CTR(クリック率)は、広告やWeb施策の成果を判断する際によく使われる指標のひとつです。「平均CTRはどのくらいなのか」「自社の数値は良いのか悪いのか」と気になって調べたことがある方も多いのではないでしょうか。

一方で、CTRは数値だけを見ても判断が難しい指標でもあります。業界や施策の種類、ユーザーの検討フェーズによって平均値は大きく変わり、単純に高い・低いで評価してしまうと、かえって改善の方向を誤ることもあります。

本記事では、CTRの基本的な考え方を整理したうえで、施策・業界別の平均的な目安、CTRが伸び悩む主な原因、そして改善を考える際のポイントを解説します。あわせて、CTRを上げること自体を目的にするのではなく、その先のCVR(コンバージョン率)まで含めてどのように捉えるべきかについても掘り下げていきます。

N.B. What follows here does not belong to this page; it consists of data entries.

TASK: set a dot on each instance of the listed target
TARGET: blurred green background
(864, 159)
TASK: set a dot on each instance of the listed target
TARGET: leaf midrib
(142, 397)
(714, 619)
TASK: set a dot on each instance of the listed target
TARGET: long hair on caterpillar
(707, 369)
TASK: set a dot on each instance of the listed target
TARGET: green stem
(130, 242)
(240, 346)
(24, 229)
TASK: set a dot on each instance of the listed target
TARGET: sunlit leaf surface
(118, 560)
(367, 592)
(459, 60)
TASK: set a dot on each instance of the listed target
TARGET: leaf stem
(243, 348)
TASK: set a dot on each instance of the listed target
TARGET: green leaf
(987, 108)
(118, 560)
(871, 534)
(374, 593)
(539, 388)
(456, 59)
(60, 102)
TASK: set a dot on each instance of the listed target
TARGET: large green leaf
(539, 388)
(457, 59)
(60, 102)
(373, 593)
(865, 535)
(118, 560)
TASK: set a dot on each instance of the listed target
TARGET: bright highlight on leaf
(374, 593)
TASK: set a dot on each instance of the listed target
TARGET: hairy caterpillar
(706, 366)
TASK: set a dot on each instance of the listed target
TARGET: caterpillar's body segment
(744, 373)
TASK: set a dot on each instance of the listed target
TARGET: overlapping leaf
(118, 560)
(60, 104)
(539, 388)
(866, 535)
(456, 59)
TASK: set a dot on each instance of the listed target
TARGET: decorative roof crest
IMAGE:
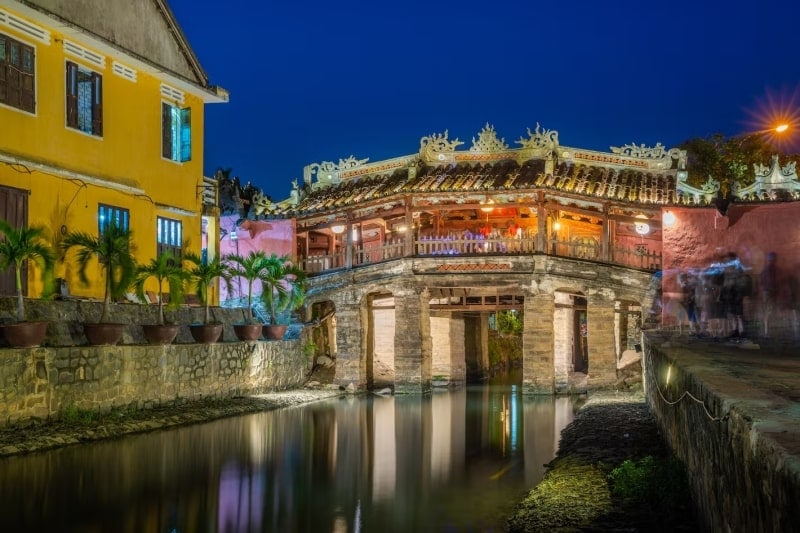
(328, 172)
(437, 147)
(540, 138)
(488, 141)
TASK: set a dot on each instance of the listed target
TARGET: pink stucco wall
(271, 236)
(699, 235)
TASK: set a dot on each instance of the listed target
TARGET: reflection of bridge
(413, 255)
(401, 322)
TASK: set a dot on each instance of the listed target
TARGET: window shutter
(72, 94)
(27, 85)
(97, 104)
(13, 74)
(186, 134)
(166, 131)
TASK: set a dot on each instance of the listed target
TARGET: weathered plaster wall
(741, 477)
(270, 236)
(699, 235)
(42, 382)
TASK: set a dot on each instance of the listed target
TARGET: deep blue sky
(319, 81)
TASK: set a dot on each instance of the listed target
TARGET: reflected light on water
(451, 460)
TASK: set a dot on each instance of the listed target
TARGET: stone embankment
(37, 435)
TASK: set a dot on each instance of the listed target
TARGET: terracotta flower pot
(247, 332)
(160, 333)
(25, 334)
(274, 332)
(102, 334)
(206, 333)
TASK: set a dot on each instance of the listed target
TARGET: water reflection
(447, 461)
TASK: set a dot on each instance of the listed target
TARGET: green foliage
(657, 483)
(73, 414)
(509, 322)
(25, 244)
(164, 268)
(203, 275)
(284, 287)
(113, 251)
(249, 267)
(283, 283)
(726, 158)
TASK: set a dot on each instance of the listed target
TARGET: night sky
(320, 81)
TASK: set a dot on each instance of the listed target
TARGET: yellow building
(101, 119)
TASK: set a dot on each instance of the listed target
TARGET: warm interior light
(642, 228)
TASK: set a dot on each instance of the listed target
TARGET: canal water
(453, 460)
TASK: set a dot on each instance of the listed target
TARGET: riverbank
(612, 472)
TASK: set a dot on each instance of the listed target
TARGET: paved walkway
(759, 378)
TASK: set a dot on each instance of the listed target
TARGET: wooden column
(412, 341)
(538, 366)
(600, 315)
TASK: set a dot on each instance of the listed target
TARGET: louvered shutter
(166, 131)
(72, 94)
(97, 104)
(186, 134)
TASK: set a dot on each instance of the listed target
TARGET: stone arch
(318, 341)
(571, 339)
(379, 318)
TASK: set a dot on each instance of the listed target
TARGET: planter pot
(206, 333)
(25, 334)
(160, 333)
(274, 332)
(247, 332)
(103, 334)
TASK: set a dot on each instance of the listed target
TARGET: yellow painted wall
(128, 154)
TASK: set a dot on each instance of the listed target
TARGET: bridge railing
(634, 257)
(477, 245)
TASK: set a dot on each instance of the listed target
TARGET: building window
(176, 132)
(108, 214)
(17, 74)
(170, 236)
(84, 99)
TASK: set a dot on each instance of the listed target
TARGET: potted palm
(21, 245)
(284, 291)
(203, 274)
(165, 268)
(251, 268)
(113, 251)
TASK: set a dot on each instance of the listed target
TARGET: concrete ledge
(732, 414)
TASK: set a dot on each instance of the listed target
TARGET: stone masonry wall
(739, 480)
(42, 382)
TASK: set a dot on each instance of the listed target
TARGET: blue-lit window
(84, 100)
(108, 214)
(176, 132)
(170, 236)
(17, 74)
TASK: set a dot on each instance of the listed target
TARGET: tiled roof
(624, 185)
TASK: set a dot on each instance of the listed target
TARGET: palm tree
(165, 268)
(251, 268)
(204, 274)
(113, 250)
(25, 244)
(284, 286)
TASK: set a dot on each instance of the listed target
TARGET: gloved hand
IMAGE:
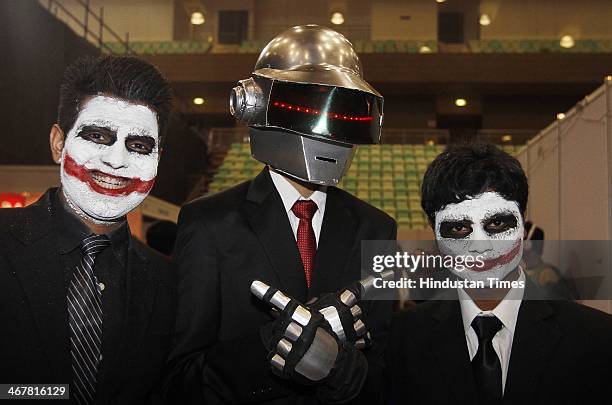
(344, 314)
(301, 344)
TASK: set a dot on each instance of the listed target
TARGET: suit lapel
(266, 214)
(449, 346)
(337, 240)
(535, 340)
(41, 274)
(141, 287)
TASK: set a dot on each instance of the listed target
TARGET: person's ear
(56, 142)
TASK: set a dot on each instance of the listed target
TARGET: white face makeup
(110, 156)
(487, 225)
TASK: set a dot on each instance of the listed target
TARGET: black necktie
(85, 318)
(486, 365)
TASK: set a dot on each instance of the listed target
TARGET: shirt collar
(506, 311)
(290, 195)
(72, 231)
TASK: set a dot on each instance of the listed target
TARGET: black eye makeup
(456, 229)
(143, 145)
(99, 135)
(499, 223)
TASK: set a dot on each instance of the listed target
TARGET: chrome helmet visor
(327, 112)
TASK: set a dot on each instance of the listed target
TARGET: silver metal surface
(284, 347)
(259, 288)
(320, 357)
(304, 158)
(293, 331)
(278, 362)
(333, 318)
(348, 298)
(360, 328)
(312, 54)
(246, 100)
(279, 300)
(301, 315)
(361, 343)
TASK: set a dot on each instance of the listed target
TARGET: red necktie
(307, 244)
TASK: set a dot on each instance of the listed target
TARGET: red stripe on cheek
(72, 168)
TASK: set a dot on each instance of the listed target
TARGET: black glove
(302, 346)
(345, 316)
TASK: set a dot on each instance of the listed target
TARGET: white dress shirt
(506, 311)
(290, 195)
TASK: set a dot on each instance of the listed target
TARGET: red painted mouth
(104, 183)
(499, 261)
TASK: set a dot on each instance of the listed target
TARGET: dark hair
(468, 170)
(124, 77)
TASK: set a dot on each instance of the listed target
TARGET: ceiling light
(567, 41)
(337, 18)
(197, 18)
(485, 20)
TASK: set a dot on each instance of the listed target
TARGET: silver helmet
(307, 105)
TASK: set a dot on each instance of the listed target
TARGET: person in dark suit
(289, 228)
(493, 344)
(83, 302)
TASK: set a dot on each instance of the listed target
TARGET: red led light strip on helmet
(312, 111)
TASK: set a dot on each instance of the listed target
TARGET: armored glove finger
(301, 345)
(345, 315)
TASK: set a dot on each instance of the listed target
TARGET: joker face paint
(487, 225)
(109, 160)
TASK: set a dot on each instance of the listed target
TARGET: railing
(98, 38)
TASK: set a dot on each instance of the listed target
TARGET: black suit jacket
(227, 240)
(561, 354)
(34, 337)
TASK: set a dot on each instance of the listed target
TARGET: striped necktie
(85, 319)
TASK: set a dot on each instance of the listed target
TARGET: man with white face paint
(492, 345)
(85, 304)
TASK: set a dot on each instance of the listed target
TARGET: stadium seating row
(159, 47)
(387, 176)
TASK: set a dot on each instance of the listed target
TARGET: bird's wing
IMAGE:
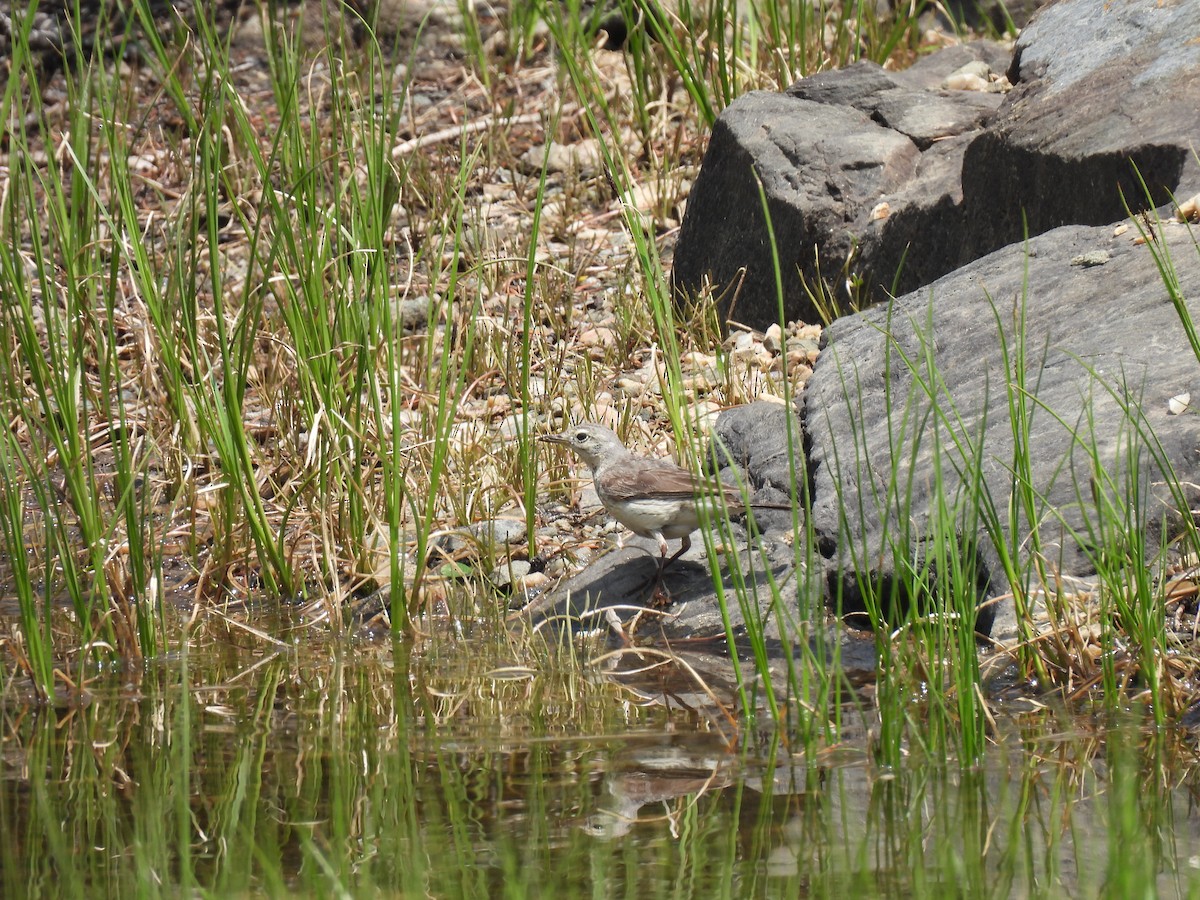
(655, 478)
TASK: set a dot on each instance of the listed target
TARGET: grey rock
(1104, 100)
(1104, 354)
(1102, 93)
(827, 153)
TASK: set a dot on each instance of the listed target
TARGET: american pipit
(653, 498)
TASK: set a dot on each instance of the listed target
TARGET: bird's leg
(660, 595)
(684, 546)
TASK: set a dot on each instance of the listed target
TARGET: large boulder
(1056, 369)
(879, 183)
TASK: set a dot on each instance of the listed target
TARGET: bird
(653, 498)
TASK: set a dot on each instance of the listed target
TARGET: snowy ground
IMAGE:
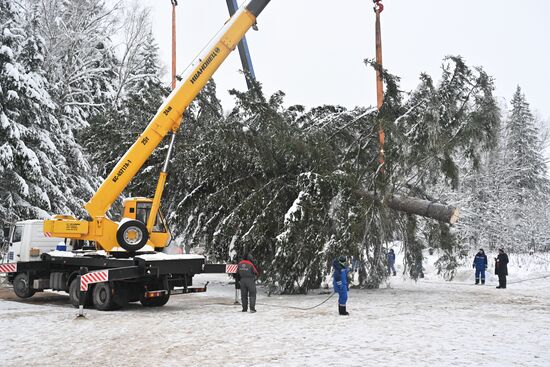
(429, 323)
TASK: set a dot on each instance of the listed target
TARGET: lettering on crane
(122, 170)
(205, 64)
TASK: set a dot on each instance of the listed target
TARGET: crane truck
(126, 263)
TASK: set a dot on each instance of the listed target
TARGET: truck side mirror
(6, 233)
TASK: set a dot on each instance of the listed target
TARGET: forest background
(283, 182)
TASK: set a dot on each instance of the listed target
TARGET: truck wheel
(156, 301)
(22, 286)
(74, 293)
(103, 297)
(132, 235)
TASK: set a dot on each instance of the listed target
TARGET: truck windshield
(17, 233)
(142, 214)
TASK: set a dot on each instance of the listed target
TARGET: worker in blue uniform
(340, 283)
(480, 264)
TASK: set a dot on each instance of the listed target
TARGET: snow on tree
(37, 155)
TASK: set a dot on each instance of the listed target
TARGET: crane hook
(378, 6)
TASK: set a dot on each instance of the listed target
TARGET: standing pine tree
(523, 145)
(528, 186)
(36, 153)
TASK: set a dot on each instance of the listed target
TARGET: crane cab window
(142, 214)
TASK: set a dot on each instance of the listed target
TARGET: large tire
(74, 293)
(22, 286)
(132, 235)
(156, 301)
(103, 297)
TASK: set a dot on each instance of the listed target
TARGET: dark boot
(342, 310)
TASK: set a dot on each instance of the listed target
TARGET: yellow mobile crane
(142, 223)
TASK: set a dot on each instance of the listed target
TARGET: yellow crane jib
(142, 223)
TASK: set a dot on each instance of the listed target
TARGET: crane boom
(168, 117)
(140, 225)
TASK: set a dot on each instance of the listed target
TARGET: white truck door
(14, 251)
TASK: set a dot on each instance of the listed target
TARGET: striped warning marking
(93, 277)
(231, 268)
(8, 268)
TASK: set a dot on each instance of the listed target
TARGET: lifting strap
(378, 8)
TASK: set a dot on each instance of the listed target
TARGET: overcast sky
(313, 50)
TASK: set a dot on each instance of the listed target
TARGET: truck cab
(27, 241)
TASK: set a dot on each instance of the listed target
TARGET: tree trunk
(424, 208)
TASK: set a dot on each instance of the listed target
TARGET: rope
(298, 308)
(526, 280)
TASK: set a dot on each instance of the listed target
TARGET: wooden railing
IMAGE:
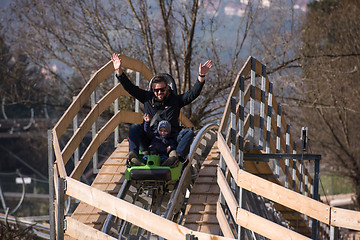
(68, 184)
(254, 113)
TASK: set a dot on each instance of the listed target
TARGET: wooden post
(51, 186)
(60, 209)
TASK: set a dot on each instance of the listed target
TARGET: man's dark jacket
(170, 107)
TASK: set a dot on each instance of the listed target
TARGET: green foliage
(331, 53)
(16, 232)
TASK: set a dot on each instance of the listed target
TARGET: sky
(4, 3)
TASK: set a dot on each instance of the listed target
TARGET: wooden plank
(272, 230)
(78, 230)
(223, 222)
(228, 157)
(131, 213)
(227, 193)
(105, 131)
(83, 97)
(59, 161)
(89, 120)
(345, 218)
(284, 196)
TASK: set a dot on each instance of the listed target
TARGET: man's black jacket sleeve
(193, 93)
(133, 90)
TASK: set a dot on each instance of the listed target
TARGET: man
(160, 104)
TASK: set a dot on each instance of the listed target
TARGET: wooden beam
(345, 218)
(78, 230)
(228, 157)
(252, 221)
(223, 222)
(132, 213)
(105, 131)
(89, 120)
(265, 227)
(59, 161)
(284, 196)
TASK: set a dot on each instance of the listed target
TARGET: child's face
(163, 132)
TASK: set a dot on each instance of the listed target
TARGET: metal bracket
(65, 225)
(191, 237)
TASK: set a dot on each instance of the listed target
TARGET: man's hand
(117, 63)
(204, 69)
(146, 117)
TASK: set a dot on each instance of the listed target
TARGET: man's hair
(159, 79)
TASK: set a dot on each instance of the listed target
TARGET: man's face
(160, 90)
(163, 132)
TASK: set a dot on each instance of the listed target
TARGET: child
(161, 141)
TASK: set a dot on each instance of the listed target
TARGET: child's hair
(165, 124)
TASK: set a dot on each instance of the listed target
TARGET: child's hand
(146, 117)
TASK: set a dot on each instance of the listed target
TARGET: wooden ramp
(109, 179)
(200, 213)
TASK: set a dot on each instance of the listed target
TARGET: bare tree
(331, 50)
(169, 36)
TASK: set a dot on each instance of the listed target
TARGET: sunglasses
(159, 89)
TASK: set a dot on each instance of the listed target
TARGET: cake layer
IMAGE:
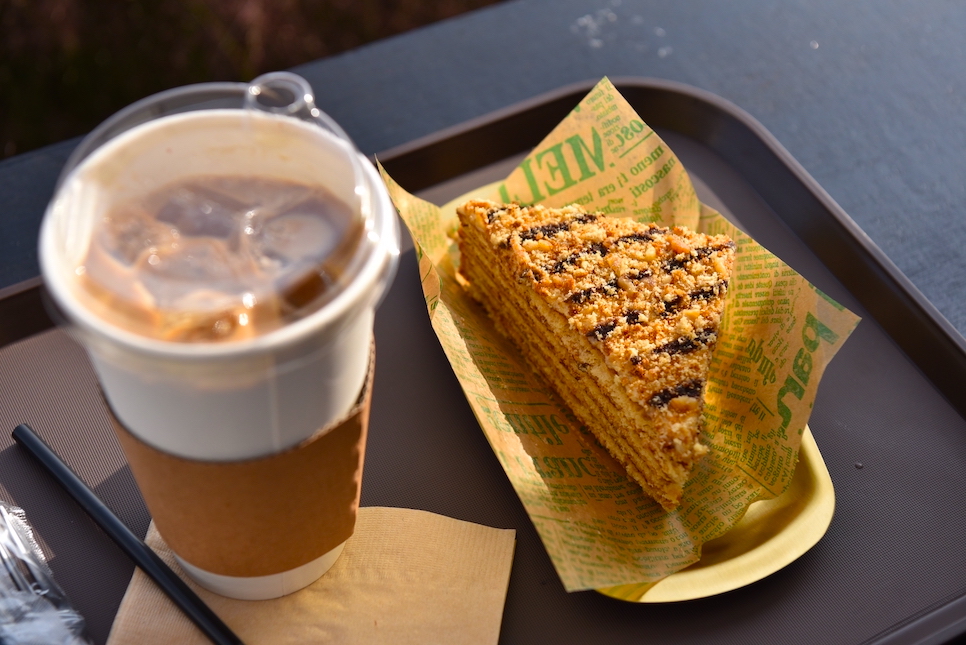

CTRの平均値に振り回されず、自社のWeb施策をどう見直すべきか考えるためのヒントとして、ぜひ参考にしてください。

目次

CTR(クリック率)とは?基本の考え方

CTR(クリック率)は、広告やWebサイト上のリンクがどれだけユーザーの関心を引き、実際の行動につながったかを測るための指標です。

デジタルマーケティングにおいては、広告施策や導線設計の成果を把握するうえで、非常によく使われています。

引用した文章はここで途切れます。